Berdasarkan data yang dipaparkan, pada tahun 2025 permohonan pembebasan biaya perkara di lingkungan peradilan mencapai 22.706 permohonan, permohonan layanan Posbakum sejumlah 302.660, sedangkan layanan sidang di luar gedung pengadilan sejumlah 38.460. Sebagai langkah penguatan, Catur menyampaikan beberapa poin yakni perlunya menyiapkan sejumlah strategi yang mencakup penguatan regulasi dan pedoman Posbakum, peningkatan anggaran, pelatihan berkala bagi advokat pendamping, serta penguatan koordinasi antar-pemangku kepentingan. Adapun tantangan bantuan hukum ke depan yang perlu disikapi adalah pembaharuan hukum pidana nasional melalui implementasi KUHAP 2025, pemerataan kualitas advokat yang memberikan bantuan hukum, dan pemerataan ekosistem pro-bono dengan memberikan insentif terhadap advokat yang memberikan bantuan hukum pro-bono.

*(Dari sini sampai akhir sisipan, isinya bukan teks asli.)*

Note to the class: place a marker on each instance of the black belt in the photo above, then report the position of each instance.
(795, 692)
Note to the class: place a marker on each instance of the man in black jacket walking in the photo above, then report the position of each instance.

Pada sesi pertama rapat tersebut juga dipaparkan materi dari Direktur Pelayanan Tahanan dan Anak Direktorat Jenderal Pemasyarakatan, Masjuno, yang memaparkan strategi lembaganya dalam mewujudkan akses bantuan hukum bagi tahanan dan warga binaan miskin serta kelompok rentan. Selanjutnya Kementerian PPN/Bappenas memaparkan data Skor Indeks Akses terhadap Keadilan Indonesia tahun 2021 tercatat 53,8 dari 100. Adapun pembicara terakhir dari Indonesia Judicial Research Society yang diwakili Manajer Program Akses terhadap Keadilan dan Tata Kelola Kelembagaan Pemerintah, Marselino Latuputty, turut memaparkan hasil kajian akses bantuan hukum bagi kelompok tersebut. Data Indonesia Judicial Research Society menunjukkan 65,6% masyarakat yang pernah berhadapan dengan persoalan hukum belum memanfaatkan pendampingan hukum, 63,5% responden mengaku tidak mengetahui adanya layanan sidang keliling pengadilan, sementara hanya 36,7% yang mengetahui adanya program bantuan hukum gratis. Sebagai penutup pemaparan sesi pertama dilanjutkan dengan sesi tanya jawab dengan peserta rapat. Sampai dengan tullisan ini dimuat rapat koordinasi masih berlanjut dengan sesi kedua dari rencana kegiatan yang akan berlangsung dua hari, Selasa hingga Rabu (11-12/8).